Since 1999, Internet2 researchers have been working on network solutions to bypass the commercial Internet in order to cope with the enormous packets of data that academic researchers send. Besides the extra bandwidth available, McGill says the healthcare field may also benefit from middleware technologies Internet2 developers have created to handle authentication issues.
"Authenticating physicians in a region is a real challenge," McGill says. "On a national scale, the challenge is mind-boggling." For instance, he says, snowbirds from New York go into an emergency room in Florida. How can it be verified that the Florida physician seeking their records is who he says he is? The Internet2 technologies may provide some answers, he says.

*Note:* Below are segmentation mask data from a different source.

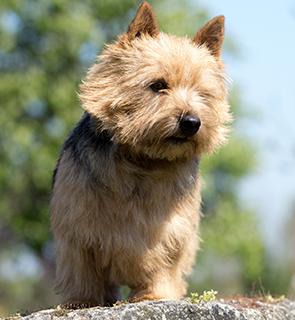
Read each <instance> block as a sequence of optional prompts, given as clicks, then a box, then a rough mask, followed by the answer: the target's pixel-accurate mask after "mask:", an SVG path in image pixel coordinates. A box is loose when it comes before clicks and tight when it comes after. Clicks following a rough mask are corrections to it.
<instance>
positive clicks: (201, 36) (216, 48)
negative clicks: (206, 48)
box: [193, 16, 224, 58]
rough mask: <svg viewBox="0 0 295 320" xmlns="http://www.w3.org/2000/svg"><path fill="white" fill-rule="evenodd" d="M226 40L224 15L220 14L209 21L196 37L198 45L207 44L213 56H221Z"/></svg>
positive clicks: (203, 44)
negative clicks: (223, 44)
mask: <svg viewBox="0 0 295 320" xmlns="http://www.w3.org/2000/svg"><path fill="white" fill-rule="evenodd" d="M223 40H224V16H218V17H215V18H213V19H211V20H210V21H209V22H207V23H206V24H205V25H204V27H203V28H201V29H200V30H199V31H198V32H197V34H196V35H195V37H194V40H193V41H194V42H195V43H196V44H197V45H199V46H200V45H205V46H206V47H207V48H208V49H209V50H210V52H211V54H212V55H213V56H215V57H216V58H219V57H220V55H221V48H222V44H223Z"/></svg>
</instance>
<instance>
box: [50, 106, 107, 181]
mask: <svg viewBox="0 0 295 320" xmlns="http://www.w3.org/2000/svg"><path fill="white" fill-rule="evenodd" d="M112 145H113V142H112V140H111V136H110V134H109V133H108V132H107V131H105V130H102V129H101V128H100V122H99V120H97V119H94V118H93V117H92V116H91V115H90V114H89V113H88V112H85V113H84V115H83V116H82V118H81V120H80V121H79V122H78V123H77V125H76V127H75V128H74V129H73V130H72V132H71V133H70V135H69V136H68V138H67V139H66V140H65V142H64V144H63V147H62V150H61V152H60V156H59V159H58V161H57V164H56V167H55V169H54V171H53V181H52V185H54V183H55V179H56V174H57V171H58V167H59V163H60V160H61V158H62V157H63V154H64V153H65V152H67V154H70V157H71V159H72V160H73V161H74V163H75V164H76V165H79V166H80V167H84V168H86V169H90V168H91V167H92V163H91V161H92V160H93V159H95V158H96V157H97V158H98V157H99V156H100V155H101V154H106V153H108V152H109V150H110V148H111V146H112Z"/></svg>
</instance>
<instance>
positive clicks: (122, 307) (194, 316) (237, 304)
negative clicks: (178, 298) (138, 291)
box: [10, 298, 295, 320]
mask: <svg viewBox="0 0 295 320" xmlns="http://www.w3.org/2000/svg"><path fill="white" fill-rule="evenodd" d="M10 319H23V320H65V319H66V320H70V319H73V320H88V319H89V320H90V319H99V320H119V319H120V320H121V319H122V320H137V319H145V320H168V319H169V320H170V319H171V320H179V319H180V320H182V319H183V320H192V319H194V320H221V319H228V320H265V319H269V320H275V319H277V320H281V319H290V320H293V319H294V320H295V302H292V301H289V300H284V301H281V302H279V303H265V302H261V301H258V300H255V299H252V300H251V299H245V300H243V298H242V300H241V301H240V300H237V301H234V300H232V301H230V302H228V301H227V302H225V301H223V300H219V301H212V302H207V303H201V304H192V303H190V302H188V301H157V302H140V303H130V304H121V305H118V306H115V307H112V308H102V307H95V308H89V309H80V310H65V309H60V308H57V309H49V310H43V311H39V312H35V313H32V314H30V315H27V316H25V317H21V316H15V317H13V318H10Z"/></svg>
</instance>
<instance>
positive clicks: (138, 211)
mask: <svg viewBox="0 0 295 320" xmlns="http://www.w3.org/2000/svg"><path fill="white" fill-rule="evenodd" d="M223 37H224V17H222V16H220V17H216V18H214V19H212V20H211V21H209V22H208V23H207V24H206V25H205V26H204V27H203V28H202V29H201V30H200V31H198V32H197V34H196V36H195V38H194V39H193V40H190V39H188V38H178V37H175V36H171V35H167V34H163V33H161V32H160V31H159V30H158V26H157V23H156V20H155V16H154V13H153V11H152V8H151V6H150V5H149V4H148V3H147V2H143V3H142V4H141V6H140V8H139V9H138V12H137V14H136V17H135V18H134V20H133V21H132V23H131V24H130V26H129V29H128V32H127V33H125V34H123V35H121V36H119V37H118V39H117V41H116V42H114V43H112V44H110V45H108V46H107V47H106V48H105V50H104V51H103V52H102V54H101V55H100V56H99V59H98V61H97V63H96V64H95V65H94V66H92V68H91V69H90V70H89V72H88V75H87V77H86V80H85V82H83V84H82V85H81V94H80V98H81V101H82V106H83V108H84V109H85V114H84V116H83V117H82V119H81V120H80V122H79V123H78V125H77V126H76V128H75V129H74V130H73V132H72V134H71V135H70V137H69V138H68V139H67V141H66V142H65V144H64V147H63V150H62V152H61V155H60V158H59V160H58V164H57V167H56V170H55V173H54V187H53V195H52V201H51V222H52V228H53V232H54V236H55V240H56V244H57V270H56V277H57V287H58V289H59V292H60V293H61V294H62V295H63V298H64V301H65V302H66V303H72V304H83V303H87V304H91V305H97V304H112V303H113V302H115V301H116V300H117V299H119V286H120V285H127V286H129V287H130V289H131V295H130V300H131V301H139V300H144V299H177V298H180V297H182V296H184V295H185V294H186V283H185V280H184V276H185V275H186V274H188V273H189V272H190V270H191V267H192V264H193V262H194V261H195V252H196V250H197V248H198V235H197V230H198V224H199V217H200V202H201V198H200V183H199V176H198V162H199V159H200V156H201V154H202V153H205V152H212V151H213V150H215V149H216V148H217V147H218V146H220V145H221V144H223V143H224V142H225V140H226V133H227V129H226V124H227V123H228V122H230V120H231V115H230V113H229V106H228V102H227V90H226V84H225V76H224V70H223V64H222V62H221V60H220V54H221V46H222V42H223Z"/></svg>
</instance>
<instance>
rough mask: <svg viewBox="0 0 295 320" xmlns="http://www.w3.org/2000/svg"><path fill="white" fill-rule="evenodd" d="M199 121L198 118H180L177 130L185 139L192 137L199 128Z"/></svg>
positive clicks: (188, 117)
mask: <svg viewBox="0 0 295 320" xmlns="http://www.w3.org/2000/svg"><path fill="white" fill-rule="evenodd" d="M200 126H201V120H200V119H199V118H198V117H192V116H189V115H186V116H183V117H181V118H180V122H179V128H180V131H181V133H182V134H183V135H184V136H185V137H191V136H193V135H194V134H195V133H196V132H197V131H198V130H199V128H200Z"/></svg>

From HIMSS' perspective, the collaboration brings researchers and clinicians closer. "Internet2 brings the academic community, while HIMSS brings the applied flow of health information in a clinical setting," says Carla Smith, the society's executive vice president. "The question is, can we apply this powerful networking technology to create solutions for fundamental healthcare problems?"
McGill and Smith say that although their effort is addressing some of the same issues as the national health information network (NHIN), their work is intended to mesh. "We have been in touch with the NHIN contractors and with the Office of the National Coordinator (of Health Information Technology), and we are staying in close communication," Smith says.
The partnership, according to Edward Shortliffe, M.D., chair of the department of biomedical informatics at New York's Columbia University Medical Center, may signal that Internet2 is evolving much like the original Internet did — from an academic resource to a commercial one. "It would be interesting if they could come up with new applications that leverage strengths of Internet2 other than just bandwidth," he says, citing new ways of tackling security issues.
HIMSS and Internet2 will evaluate the partnership's progress next summer and decide whether or not to continue. "The four working groups must deliver some sort of tangible outcome that is measurable within a year," Smith says. "Does healthcare need this type of advanced networking solution? We don't know. The goal of this collaboration is to find out."
David Raths is a contributing writer based in Philadelphia.